I am facing a mind boggling (to me) issue while trying to read ORC files. By default the Hive orc files are in "UTF-8" encoding, or at least supposed to be. I am doing a copyToLocal of the ORC files and trying to read the ORC file in Java.
I am able to read the file successfully although it has some unwanted characters:
When I am querying the table in hive, no unwanted characters:
Can anyone please help?
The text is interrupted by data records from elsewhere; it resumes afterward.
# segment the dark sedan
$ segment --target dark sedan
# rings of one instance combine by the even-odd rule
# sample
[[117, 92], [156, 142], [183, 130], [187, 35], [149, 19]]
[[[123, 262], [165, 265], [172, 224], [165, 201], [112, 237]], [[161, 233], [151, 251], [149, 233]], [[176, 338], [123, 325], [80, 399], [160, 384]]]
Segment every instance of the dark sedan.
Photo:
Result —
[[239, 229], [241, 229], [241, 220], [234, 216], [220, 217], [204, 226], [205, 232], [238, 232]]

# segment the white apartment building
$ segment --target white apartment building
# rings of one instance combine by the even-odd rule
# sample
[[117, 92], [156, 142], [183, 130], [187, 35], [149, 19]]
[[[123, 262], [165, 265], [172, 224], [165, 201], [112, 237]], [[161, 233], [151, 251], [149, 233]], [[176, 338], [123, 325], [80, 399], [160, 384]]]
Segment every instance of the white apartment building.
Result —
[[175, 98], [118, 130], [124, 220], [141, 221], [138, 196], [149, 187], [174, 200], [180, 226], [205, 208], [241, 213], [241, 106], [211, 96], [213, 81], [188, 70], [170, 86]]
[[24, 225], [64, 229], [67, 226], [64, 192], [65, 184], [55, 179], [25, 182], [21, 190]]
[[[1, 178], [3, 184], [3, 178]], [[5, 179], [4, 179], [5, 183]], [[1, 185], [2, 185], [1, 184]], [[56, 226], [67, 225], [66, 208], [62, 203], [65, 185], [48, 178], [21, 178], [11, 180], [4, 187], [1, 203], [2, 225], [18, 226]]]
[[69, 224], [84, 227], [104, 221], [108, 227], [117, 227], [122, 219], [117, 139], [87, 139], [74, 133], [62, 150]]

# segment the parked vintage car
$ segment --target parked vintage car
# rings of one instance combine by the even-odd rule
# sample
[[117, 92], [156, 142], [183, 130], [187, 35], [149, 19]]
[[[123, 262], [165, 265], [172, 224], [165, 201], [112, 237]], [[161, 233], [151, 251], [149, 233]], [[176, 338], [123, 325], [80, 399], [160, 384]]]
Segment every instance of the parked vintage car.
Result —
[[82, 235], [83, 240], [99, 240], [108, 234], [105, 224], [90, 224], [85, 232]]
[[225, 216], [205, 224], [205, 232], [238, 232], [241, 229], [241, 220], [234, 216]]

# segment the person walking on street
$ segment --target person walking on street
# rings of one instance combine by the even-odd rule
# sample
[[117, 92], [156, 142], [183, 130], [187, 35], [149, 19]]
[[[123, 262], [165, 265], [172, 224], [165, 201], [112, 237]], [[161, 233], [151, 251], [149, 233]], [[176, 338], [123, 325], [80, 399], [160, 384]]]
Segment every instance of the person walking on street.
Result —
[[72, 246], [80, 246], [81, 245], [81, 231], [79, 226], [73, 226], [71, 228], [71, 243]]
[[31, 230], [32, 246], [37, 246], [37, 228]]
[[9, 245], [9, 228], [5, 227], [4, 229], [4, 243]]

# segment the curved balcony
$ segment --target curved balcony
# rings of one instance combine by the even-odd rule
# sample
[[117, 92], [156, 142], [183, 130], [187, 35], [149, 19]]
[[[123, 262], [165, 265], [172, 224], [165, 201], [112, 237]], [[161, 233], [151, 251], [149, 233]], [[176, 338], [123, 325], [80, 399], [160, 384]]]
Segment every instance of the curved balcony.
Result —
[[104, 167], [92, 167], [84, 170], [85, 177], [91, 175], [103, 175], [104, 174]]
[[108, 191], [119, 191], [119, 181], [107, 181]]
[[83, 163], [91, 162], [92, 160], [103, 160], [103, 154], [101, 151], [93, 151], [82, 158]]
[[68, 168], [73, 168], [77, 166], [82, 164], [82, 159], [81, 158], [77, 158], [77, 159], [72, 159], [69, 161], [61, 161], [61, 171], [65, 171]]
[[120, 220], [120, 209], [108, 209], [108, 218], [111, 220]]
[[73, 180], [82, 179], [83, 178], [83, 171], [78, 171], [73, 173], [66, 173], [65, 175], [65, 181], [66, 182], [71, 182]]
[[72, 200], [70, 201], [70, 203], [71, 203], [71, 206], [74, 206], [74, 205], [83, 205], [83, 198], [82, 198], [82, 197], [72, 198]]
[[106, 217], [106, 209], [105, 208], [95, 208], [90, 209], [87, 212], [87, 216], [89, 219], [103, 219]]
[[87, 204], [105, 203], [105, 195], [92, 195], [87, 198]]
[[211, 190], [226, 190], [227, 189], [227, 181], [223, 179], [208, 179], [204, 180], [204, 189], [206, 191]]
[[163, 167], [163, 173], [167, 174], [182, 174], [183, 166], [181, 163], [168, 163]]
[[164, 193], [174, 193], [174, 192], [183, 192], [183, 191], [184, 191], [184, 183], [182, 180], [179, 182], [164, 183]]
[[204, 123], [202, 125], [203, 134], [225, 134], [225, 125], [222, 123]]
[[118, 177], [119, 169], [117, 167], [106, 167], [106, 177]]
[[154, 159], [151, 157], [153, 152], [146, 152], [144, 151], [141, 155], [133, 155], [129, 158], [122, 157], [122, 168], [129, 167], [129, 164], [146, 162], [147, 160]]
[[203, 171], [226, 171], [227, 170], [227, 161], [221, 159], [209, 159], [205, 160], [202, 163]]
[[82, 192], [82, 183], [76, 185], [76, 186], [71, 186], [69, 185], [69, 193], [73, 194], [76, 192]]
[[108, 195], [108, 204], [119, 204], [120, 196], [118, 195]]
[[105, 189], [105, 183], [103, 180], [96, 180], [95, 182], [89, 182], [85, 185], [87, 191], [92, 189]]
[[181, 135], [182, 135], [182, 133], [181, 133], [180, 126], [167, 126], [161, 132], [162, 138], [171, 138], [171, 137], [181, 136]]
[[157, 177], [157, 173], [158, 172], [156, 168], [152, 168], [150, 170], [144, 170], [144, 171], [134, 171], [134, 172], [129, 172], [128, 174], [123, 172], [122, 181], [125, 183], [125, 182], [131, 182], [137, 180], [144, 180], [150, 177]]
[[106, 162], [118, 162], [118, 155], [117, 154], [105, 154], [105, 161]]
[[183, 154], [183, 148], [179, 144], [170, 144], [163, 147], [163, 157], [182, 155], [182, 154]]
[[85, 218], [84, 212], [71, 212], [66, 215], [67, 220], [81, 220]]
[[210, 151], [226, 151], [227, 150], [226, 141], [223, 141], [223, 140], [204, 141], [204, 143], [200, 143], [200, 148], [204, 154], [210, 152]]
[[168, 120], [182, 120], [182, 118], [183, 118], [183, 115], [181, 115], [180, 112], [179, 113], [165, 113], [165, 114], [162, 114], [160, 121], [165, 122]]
I have tried decoding and encoding in various formats like (ISO-8859-1 to UTF-8),(UTF-8 to ISO-8859-1),(ISO-8859-1 to UTF-16) etc.
Edit:
Hi, I am using the below java code to read ORC file:
import org.apache.hadoop.hive.ql.io.orc.Reader;
import org.apache.hadoop.hive.ql.io.orc.RecordReader;
import org.apache.hadoop.hive.serde2.objectinspector.StructField;
import org.apache.hadoop.hive.serde2.objectinspector.StructObjectInspector;
public class OrcFormat {
public static void main(String[] argv)
{
System.out.println(System.getProperty("file.encoding").toString());
System.out.println(Charset.defaultCharset().name());
try {
Configuration conf = new Configuration();
Utils.createFile("C:/path/target","opfile.txt","UTF-8");
Reader reader = OrcFile.createReader(new Path("C:/input/000000_0"),OrcFile.readerOptions(conf));
StructObjectInspector inspector = (StructObjectInspector)reader.getObjectInspector();
List<String> keys = reader.getMetadataKeys();
for(int i=0;i<keys.size();i++){
System.out.println("Key:"+keys.get(i)+",Value:"+reader.getMetadataValue(keys.get(i)));
}
RecordReader records = reader.rows();
Object row = null;
List fields = inspector.getAllStructFieldRefs();
for(int i = 0; i < fields.size(); ++i) {
System.out.print(((StructField)fields.get(i)).getFieldObjectInspector().getTypeName() + '\t');
}
System.out.println();
int rCnt=0;
while(records.hasNext())
{
row = records.next(row);
List value_lst = inspector.getStructFieldsDataAsList(row);
String out = "";
for(Object field : value_lst) {
if(field != null)
out+=field;
out+="\t";
}
rCnt++;
out = out+"\n";
byte[] outA = convertEncoding(out,"UTF-8","UTF-8");
Utils.writeToFile(outA,"C:/path/target","opfile.txt","UTF-8");
if(rCnt<10){
System.out.println(out);
System.out.println(new String(outA));
}else{
break;
}
}
}catch (Exception e)
{
e.printStackTrace();
}
}
public static byte[] convertEncoding(String s,String inCharset,String outCharset){
Charset inC = Charset.forName(inCharset);
Charset outC = Charset.forName(outCharset);
ByteBuffer inpBuffer = ByteBuffer.wrap(s.getBytes());
CharBuffer data = inC.decode(inpBuffer);
ByteBuffer opBuffer = outC.encode(data);
byte[] opData = opBuffer.array();
return opData;
}
}